Physical Therapy For Shoulder Pain Glendale AZ
The rotator cuff is a group of 4 muscles in the shoulder, their key function is to help keep the ball of the humerus compressed in the socket. They also assist in the rotational movements of the humerus within the socket. These muscles are critical in maintaining the stability of the shoulder. They are commonly injured due to their unique anatomy and the extremely dynamic movements about the shoulder joint. They are most commonly injured where they turn into tendons and run through bony tunnels as they enter into the shoulder joint. These four muscles are called your S.I.T.S muscles; supraspinatus, infraspinatus, teres minor and subscapularis. The supraspinatus is by far the most commonly injured. These tendons can develop tendonitis or tears. These injuries can be acutely disrupted or develop chronic wear and tear.
Who is at risk
If we separate these two injuries between acute tears and chronic degeneration we can better define who is at risk. In the acute tear category we have our younger adult population who can tear these tendons from overhead throwing activities or acute trauma such as a fall on an outstretched arm. We also see our elderly population suffer acute tears secondary to thinning degenerating tendons. Outside of these two populations we see an array of patients who suffer chronic wear and tear of the tendon from overhead use, poor biomechanical movements patterns about the shoulder, muscle imbalance and repetitive use.
How Pt can help
At Wall 2 Wall Sports & Rehab this is our wheelhouse, we have extensive training in the differential diagnosis of complex shoulder injuries. We have post doctoral education with world renowned shoulder and elbow mentors who have allowed us to use advanced techniques in correctly diagnosing and treating shoulder injuries. During your shoulder evaluation you can expect a comprehensive assessment and a thorough explanation of your pathology and our plan of care.
The shoulder joint is made up of two bones, the head of the humerus (ball) and the glenoid (socket), the glenoid is lined with a ligamentous type structure (labrum) that deepens the shallow socket and allows the ball to fit more concurrently in the socket. The labrum also creates negative pressure to help our shoulders stay stable. The shoulder joint is anatomically made for mobility while our hip joint is anatomically made for weight bearing. If the muscular control of the humeral head within the glenoid is not perfect, then we are at risk of fraying or tearing the labrum and or damaging our rotator cuff tendons.
Who is at risk
We see a wide array of individuals with labral pain and injuries, we see a high number of overhead athletes as well as contact sport athletes with these types of injuries.
How Pt can help
Physical therapy is the gold standard for labral tears in the shoulder. Unfortunately when operated on the results are varied and a lot of overhead athletes have a difficult time getting back to throwing or participating at their previous level. During your PT sessions you will focus on thoracic spine mobility, shoulder neuromuscular control and rotator cuff stability, joint mechanics and mobilization to balance the muscle tone and tightness, progressions back to throwing and sport.

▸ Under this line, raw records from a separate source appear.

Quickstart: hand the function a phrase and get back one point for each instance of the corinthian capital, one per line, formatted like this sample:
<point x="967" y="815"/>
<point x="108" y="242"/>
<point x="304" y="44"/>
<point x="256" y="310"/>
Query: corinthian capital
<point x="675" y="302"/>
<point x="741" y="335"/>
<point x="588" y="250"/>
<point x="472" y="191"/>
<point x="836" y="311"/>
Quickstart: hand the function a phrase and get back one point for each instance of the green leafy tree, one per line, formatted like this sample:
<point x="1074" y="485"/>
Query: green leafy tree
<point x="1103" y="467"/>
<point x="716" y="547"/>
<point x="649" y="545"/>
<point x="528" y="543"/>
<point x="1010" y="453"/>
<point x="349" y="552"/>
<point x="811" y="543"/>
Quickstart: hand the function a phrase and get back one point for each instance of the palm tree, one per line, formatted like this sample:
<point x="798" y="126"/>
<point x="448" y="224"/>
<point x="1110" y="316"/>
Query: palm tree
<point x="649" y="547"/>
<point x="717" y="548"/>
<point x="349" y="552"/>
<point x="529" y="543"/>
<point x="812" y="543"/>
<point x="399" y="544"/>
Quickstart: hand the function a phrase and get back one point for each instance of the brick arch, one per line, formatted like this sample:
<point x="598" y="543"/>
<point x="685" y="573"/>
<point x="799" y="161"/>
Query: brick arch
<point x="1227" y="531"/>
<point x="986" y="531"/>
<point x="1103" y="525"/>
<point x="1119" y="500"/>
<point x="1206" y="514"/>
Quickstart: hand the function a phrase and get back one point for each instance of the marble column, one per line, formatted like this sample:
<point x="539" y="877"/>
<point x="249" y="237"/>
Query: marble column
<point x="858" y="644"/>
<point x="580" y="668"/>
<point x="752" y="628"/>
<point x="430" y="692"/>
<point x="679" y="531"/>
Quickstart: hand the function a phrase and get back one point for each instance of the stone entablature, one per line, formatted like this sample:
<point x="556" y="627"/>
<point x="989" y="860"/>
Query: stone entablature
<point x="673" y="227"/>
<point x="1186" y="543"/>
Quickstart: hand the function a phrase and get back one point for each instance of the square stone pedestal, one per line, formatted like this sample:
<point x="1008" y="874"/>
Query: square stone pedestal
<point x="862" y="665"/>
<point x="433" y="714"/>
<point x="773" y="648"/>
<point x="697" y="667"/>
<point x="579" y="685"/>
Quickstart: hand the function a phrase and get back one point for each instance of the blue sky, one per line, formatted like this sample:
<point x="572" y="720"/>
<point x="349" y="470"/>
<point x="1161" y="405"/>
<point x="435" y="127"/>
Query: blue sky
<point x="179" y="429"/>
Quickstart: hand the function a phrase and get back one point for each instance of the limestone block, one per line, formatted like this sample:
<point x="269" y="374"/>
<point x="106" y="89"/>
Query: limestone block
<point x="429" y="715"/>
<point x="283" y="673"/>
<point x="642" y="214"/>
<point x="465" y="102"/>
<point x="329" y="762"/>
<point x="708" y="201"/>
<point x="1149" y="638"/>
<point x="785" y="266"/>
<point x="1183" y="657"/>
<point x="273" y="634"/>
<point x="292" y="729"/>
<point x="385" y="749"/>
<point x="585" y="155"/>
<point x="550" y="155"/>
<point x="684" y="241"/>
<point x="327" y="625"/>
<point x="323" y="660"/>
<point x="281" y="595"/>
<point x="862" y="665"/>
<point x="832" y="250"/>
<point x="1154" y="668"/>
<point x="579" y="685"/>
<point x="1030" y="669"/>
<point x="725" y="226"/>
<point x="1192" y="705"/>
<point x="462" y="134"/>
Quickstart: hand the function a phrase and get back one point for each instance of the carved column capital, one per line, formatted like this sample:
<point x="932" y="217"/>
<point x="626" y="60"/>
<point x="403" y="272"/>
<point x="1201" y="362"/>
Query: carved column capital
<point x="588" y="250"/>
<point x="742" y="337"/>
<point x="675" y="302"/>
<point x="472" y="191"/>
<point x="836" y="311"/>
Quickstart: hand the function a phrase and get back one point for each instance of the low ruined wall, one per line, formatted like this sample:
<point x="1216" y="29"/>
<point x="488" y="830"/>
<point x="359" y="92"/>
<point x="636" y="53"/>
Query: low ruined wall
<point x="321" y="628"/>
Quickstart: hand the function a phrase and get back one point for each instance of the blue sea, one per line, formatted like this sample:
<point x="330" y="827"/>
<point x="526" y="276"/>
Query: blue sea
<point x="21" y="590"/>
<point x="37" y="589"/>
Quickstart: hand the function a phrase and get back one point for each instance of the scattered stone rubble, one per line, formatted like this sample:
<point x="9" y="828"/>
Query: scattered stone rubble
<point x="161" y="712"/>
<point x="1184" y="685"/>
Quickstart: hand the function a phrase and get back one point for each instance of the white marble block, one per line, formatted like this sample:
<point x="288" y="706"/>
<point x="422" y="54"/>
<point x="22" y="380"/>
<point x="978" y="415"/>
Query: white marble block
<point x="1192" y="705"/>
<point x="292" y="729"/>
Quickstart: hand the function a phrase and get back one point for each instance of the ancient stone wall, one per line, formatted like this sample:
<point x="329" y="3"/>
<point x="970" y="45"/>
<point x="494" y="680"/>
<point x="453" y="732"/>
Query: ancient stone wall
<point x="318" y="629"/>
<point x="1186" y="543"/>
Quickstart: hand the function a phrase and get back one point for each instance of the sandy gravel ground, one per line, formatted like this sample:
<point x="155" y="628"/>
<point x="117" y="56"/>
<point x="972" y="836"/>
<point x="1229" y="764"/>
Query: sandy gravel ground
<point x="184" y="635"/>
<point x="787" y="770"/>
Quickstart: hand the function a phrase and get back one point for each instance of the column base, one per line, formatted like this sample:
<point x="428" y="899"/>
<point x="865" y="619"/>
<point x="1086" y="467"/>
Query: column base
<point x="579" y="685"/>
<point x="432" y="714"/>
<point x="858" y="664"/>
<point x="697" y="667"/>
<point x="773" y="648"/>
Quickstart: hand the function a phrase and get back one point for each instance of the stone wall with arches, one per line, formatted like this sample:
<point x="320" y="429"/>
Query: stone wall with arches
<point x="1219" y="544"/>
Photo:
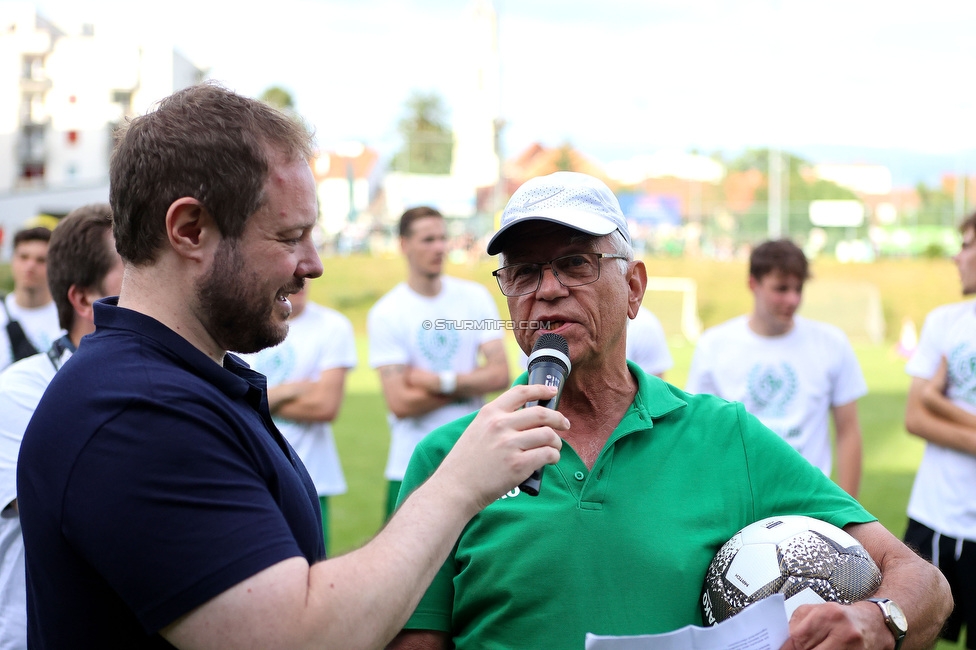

Shoulder instability can be caused by traumatic dislocation events, 95% of shoulder dislocations occur in the anterior direction, very few dislocations occur inferior or posteriorly. When the dislocation occurs the labrum can be sheared off of the bony Glenoid attachment.
Who is at risk
Risk factors for shoulder dislocations are individuals who participate in extreme sports or who have recurrent repetitive microtrauma to the shoulder creating subtle underlying instability. The major cause of primary shoulder dislocation is traumatic injury. Almost 95% of first-time shoulder dislocations result from either a forceful collision, falling on an outstretched arm, or a sudden wrenching movement. In these individuals the stabilizing structures are forcefully stretched in a sudden manner. About 5% of dislocations have an atraumatic origin (eg, minor incidents such as raising the arm or moving dur- ing sleep).These individuals may have capsular laxity or al- tered muscle control of the shoulder complex or both.
How PT can help
Shoulder instability is critical to be addressed early and often as if the underlying instability is left untreated you can develop early onset osteoarthritis cartilage wear and tear and lead down the pathway of a shoulder replacement. If the secondary damage from a shoulder dislocation is severe, surgical interventions are performed. There are a number of surgical procedures depending on the tissue that is damaged.
▪ Bankart Repair (Labrum)
▪ SLAP repair
▪ Biceps tenodesis/tenotomy
▪ Capsular shift
▪ Thermal shrinkage
Little League Shoulder
The developing physis (growth plate) is the weak link implicated in pediatric shoulder pathology. The growth plate is weakest to torsional stress and is most susceptible to injury during periods of rapid growth commonly seen during puberty. Most chronic shoulder injuries thus occur in throwing athletes between the ages of 13 and 16 years. Little League shoulder refers to a widening of the growth plate caused by rotational stress placed on the proximal humeral epiphysis during overhead throwing and is medically referred to as an epiphysiolysis.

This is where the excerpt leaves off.